The device is also NFC (Near Field Communication) enabled which can be used with Xperia SmartTags, or for low value financial transactions, as NFC becomes more widespread in use, with the appropriate applications from Google Play. The device also features a micro USB connector with USB on the Go support It also has a scratch-resistant and shatterproof glass. Despite being equipped with a user-replaceable battery, the Xperia V has a dust- (IP5X) and water-resistant (IPX5/7) rating, similar to the Sony Xperia acro S.

==Software==
The phone was released with Sony's Android 4.0 Ice Cream Sandwich integrated with Facebook and the Entertainment Network, allowing users to access Music & Video Unlimited. Other than that, the device also has the Walkman music player with a manual equalizer and is DLNA certified.

The operating system can be upgraded to Android 4.3 "Jelly Bean" from 29 January (see bottom of page), with it being the final version and no Android version 4.4 KitKat being released for Xperia V.

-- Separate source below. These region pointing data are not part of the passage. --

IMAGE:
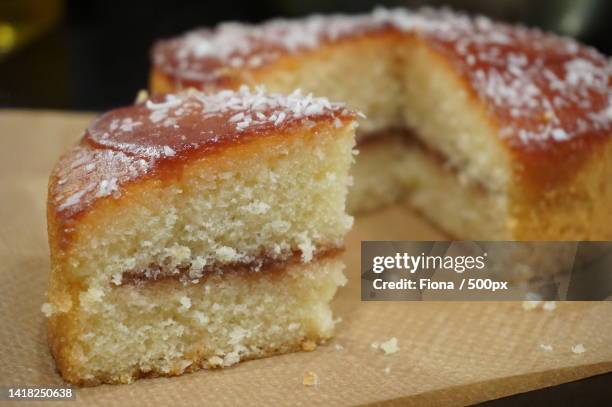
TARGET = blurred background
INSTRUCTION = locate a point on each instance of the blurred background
(94, 54)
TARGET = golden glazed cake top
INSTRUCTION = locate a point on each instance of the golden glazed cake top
(157, 136)
(541, 89)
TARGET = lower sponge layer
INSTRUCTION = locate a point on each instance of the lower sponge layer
(165, 328)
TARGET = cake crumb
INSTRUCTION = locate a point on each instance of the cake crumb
(185, 302)
(215, 361)
(546, 347)
(47, 309)
(390, 346)
(310, 379)
(531, 304)
(309, 346)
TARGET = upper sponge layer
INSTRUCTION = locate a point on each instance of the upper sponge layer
(539, 88)
(135, 142)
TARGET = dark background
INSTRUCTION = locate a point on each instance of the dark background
(96, 55)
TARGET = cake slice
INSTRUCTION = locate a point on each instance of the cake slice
(195, 231)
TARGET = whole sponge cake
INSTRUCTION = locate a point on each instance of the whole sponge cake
(494, 131)
(197, 230)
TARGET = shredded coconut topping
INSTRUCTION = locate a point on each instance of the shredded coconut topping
(539, 86)
(125, 144)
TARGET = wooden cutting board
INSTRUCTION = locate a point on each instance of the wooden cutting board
(450, 353)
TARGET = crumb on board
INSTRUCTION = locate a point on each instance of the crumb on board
(546, 347)
(309, 346)
(390, 346)
(310, 379)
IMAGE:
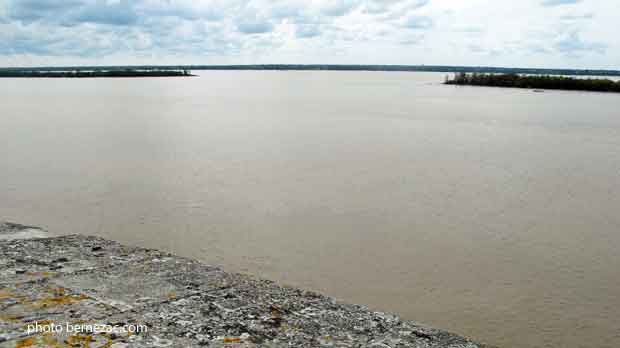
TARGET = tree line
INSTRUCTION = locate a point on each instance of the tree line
(535, 82)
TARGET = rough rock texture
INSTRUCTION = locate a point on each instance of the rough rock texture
(182, 303)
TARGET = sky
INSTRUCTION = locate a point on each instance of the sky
(524, 33)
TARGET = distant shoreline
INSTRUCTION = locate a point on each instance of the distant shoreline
(330, 67)
(537, 82)
(118, 73)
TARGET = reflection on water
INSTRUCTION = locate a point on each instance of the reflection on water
(489, 212)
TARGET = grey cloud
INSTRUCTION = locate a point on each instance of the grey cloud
(254, 26)
(417, 22)
(337, 8)
(572, 43)
(559, 2)
(121, 13)
(307, 30)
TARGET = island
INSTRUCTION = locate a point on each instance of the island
(537, 82)
(91, 73)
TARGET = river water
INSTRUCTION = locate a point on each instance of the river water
(492, 213)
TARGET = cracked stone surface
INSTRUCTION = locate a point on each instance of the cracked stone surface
(81, 280)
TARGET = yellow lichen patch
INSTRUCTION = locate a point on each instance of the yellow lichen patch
(8, 318)
(82, 341)
(5, 293)
(58, 300)
(57, 290)
(39, 274)
(25, 342)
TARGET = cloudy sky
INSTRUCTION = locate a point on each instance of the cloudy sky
(532, 33)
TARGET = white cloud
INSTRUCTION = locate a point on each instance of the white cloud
(545, 33)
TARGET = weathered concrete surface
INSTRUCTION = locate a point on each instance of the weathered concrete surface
(183, 303)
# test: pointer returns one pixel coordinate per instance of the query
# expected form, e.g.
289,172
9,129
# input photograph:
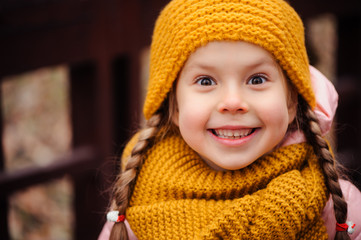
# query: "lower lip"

Though Sony did not release any software updates after Jellybean 4.3, they have always been supporting of the open source nature of Android; as a result, there are lots of ROMs available. In 2017 it also received Lollipop-based ROMSs which include cyanogenmod ,paranoid android thanks to developers at XDA.

=== Known issues ===
Early firmware possessed an issue where the display failed to turn on when waking the device from sleep mode, requiring hardware service or a software patch released on November 28, 2012.

A corporate-oriented model in black was introduced in April 2013, and the device received a major Android 4.1 operating system upgrade on May 16, 2013. Although the OS update was temporarily suspended on June 21, 2013, due to firmware bugs, distribution was officially resumed on July 3, 2013.